Okay, don’t think Hidden Palms.
There’s even a new series coming up called Secrets of a Small Town that I’ll be reviewing this week.
Eureka has a big secret. It’s a town inhabited almost entirely by scientists, all doing research on crazy, crazy inventions. Just about anything important that’s been invented since World War Two (which is when Truman set up the town at Einstein’s instigation) came out of Eureka’s labs.
Into this most top-secret of small towns comes a US marshal and his charge, who also happens to be his daughter. They’ve been in a car crash and are looking for help. It isn’t long before they’re drawn into the strange yet everyday occurrences of Eureka, as big chunks of things start to go missing thanks to an experiment gone wrong.

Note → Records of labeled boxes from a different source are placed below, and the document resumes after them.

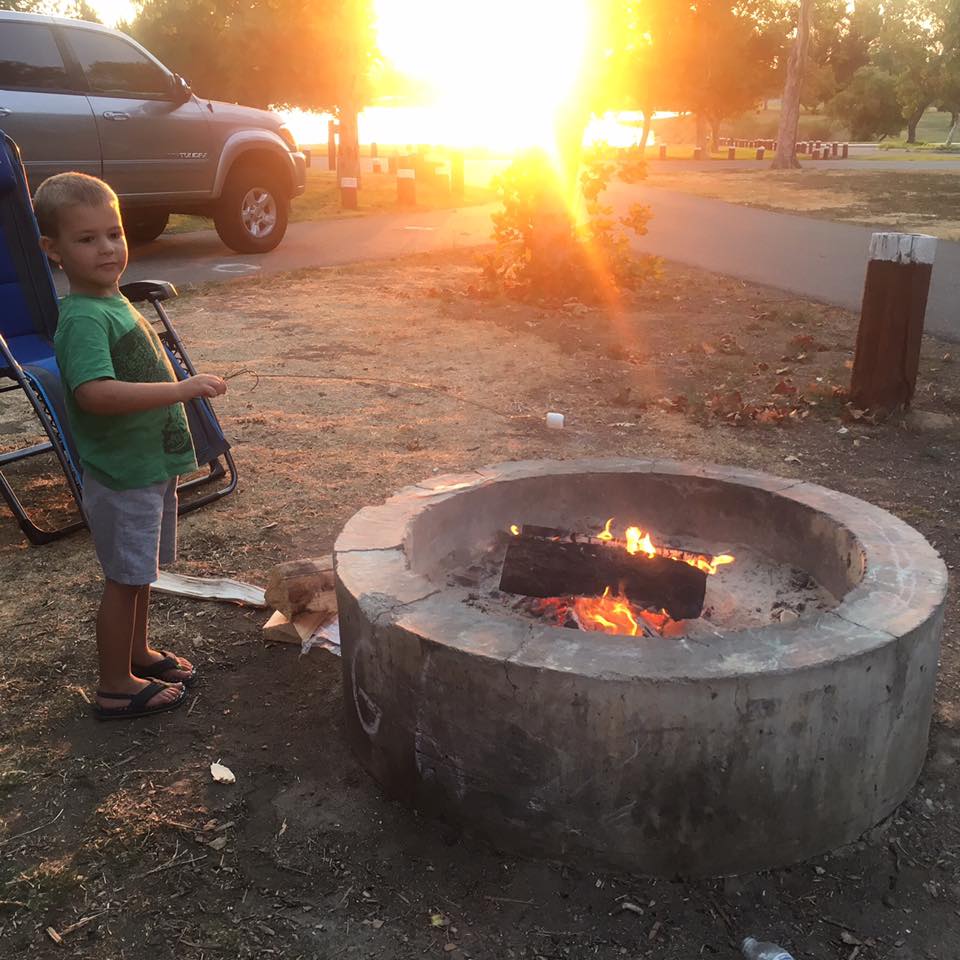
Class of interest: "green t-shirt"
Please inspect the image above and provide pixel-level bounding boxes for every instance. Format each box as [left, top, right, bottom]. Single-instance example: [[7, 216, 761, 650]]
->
[[54, 294, 197, 490]]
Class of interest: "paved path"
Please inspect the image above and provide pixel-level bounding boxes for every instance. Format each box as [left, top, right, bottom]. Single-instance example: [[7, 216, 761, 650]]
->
[[613, 185, 960, 340], [126, 185, 960, 340]]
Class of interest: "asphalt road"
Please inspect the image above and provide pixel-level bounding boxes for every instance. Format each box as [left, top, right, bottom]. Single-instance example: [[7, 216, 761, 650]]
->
[[120, 180, 960, 341]]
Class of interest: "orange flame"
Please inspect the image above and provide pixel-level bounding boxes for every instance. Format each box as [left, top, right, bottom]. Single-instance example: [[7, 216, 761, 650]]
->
[[573, 587, 670, 637], [596, 517, 736, 574]]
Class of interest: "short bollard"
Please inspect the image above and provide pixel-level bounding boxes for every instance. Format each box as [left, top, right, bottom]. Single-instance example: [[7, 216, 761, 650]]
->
[[850, 233, 937, 410], [450, 150, 466, 199], [397, 167, 417, 207], [340, 177, 359, 210]]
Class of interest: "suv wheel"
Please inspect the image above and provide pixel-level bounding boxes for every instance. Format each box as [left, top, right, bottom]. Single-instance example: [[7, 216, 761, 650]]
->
[[213, 167, 290, 253], [123, 210, 170, 243]]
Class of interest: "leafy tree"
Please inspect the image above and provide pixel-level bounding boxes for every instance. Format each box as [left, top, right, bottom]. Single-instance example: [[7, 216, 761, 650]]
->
[[128, 0, 374, 110], [827, 67, 903, 140], [874, 0, 945, 143], [772, 0, 813, 170]]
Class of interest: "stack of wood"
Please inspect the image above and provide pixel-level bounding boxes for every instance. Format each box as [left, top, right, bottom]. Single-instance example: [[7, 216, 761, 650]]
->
[[263, 556, 337, 644]]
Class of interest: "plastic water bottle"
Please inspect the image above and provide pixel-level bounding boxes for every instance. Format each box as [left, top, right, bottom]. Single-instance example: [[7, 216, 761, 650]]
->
[[740, 937, 793, 960]]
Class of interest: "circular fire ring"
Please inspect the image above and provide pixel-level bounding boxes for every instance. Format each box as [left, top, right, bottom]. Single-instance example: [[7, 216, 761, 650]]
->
[[335, 459, 947, 877]]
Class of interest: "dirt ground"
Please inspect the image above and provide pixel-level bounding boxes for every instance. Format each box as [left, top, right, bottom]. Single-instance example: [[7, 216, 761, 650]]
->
[[0, 254, 960, 960], [647, 167, 960, 240]]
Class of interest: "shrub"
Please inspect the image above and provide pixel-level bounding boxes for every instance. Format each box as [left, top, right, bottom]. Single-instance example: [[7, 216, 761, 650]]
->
[[483, 145, 658, 302]]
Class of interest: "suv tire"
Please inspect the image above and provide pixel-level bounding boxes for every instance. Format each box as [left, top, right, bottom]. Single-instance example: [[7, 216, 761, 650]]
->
[[213, 166, 290, 253], [123, 209, 170, 243]]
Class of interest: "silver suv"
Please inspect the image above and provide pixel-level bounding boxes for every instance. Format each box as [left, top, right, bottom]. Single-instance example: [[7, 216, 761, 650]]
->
[[0, 11, 306, 253]]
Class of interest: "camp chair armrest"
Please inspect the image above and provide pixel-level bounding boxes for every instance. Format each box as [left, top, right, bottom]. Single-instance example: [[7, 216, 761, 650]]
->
[[120, 280, 177, 303]]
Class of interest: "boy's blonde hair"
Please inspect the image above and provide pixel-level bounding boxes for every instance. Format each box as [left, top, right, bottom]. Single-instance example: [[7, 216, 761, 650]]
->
[[33, 173, 120, 239]]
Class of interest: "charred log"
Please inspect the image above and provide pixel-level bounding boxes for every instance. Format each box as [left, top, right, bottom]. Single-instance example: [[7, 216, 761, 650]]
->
[[500, 526, 707, 620]]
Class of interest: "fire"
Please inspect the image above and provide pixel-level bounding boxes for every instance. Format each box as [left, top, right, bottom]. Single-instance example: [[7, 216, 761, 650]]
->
[[588, 517, 736, 575], [628, 518, 657, 557], [540, 587, 670, 637]]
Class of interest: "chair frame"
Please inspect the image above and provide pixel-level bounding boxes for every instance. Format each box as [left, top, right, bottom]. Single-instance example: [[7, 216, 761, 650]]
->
[[0, 132, 237, 545]]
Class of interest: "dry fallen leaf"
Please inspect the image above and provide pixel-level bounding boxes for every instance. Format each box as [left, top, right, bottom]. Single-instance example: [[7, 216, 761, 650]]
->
[[210, 760, 237, 783]]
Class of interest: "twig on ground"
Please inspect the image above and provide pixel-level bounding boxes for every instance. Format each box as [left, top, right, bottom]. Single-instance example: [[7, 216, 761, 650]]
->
[[0, 809, 63, 847], [134, 853, 207, 880]]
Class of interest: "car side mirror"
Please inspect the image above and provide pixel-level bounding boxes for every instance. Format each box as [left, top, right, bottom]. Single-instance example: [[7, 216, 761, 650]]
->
[[170, 73, 193, 104]]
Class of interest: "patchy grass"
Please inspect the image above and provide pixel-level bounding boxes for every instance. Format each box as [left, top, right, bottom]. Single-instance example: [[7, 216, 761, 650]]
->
[[647, 166, 960, 240], [166, 164, 495, 233]]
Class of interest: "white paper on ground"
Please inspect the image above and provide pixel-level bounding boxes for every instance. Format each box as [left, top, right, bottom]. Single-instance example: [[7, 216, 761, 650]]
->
[[210, 760, 237, 783], [300, 618, 340, 657], [153, 570, 267, 607]]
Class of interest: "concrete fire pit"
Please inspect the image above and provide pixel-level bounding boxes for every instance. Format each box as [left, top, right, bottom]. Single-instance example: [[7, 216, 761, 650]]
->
[[335, 459, 947, 876]]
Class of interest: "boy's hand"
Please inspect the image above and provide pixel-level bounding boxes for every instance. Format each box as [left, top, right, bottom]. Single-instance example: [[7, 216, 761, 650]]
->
[[180, 373, 227, 400]]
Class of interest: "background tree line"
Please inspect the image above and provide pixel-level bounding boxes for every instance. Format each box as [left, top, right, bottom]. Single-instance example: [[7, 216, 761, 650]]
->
[[0, 0, 960, 146]]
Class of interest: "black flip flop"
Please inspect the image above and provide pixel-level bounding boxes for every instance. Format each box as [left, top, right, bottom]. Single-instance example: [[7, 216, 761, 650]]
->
[[131, 650, 197, 687], [93, 683, 187, 720]]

I’d like to tell you more about Eureka. I’d like to offer an exciting and incisive opinion about Eureka. But the show’s like porridge. You can work your way through it for two hours and still not discover if it has a taste or not.
Eureka is perfectly competent television. It’ll fill an hour or two of your time. You may even recall enjoying it. But at the end of it, you won’t know why, and you won’t be able to remember really much about it at all. All you’ll remember is that you spent your time watching Eureka.
Don’t expect the moon on a stick and you won’t be disappointed by the show. It’ll fill time while you’re waiting for something else quite merrily. Or you could do something else more interesting, which is what I’d advise.
You can find out more about Eureka at the SciFi Channel’s Eureka page. You can also watch the entire two-hour pilot over on SciFi Pulse. You probably won’t remember doing that afterwards, though.
UPDATE: Despite claiming I was going to be reviewing Secrets of a Small Town, I’m not going to because the pilot hasn’t been picked up by ABC. That’s probably because it was rubbish.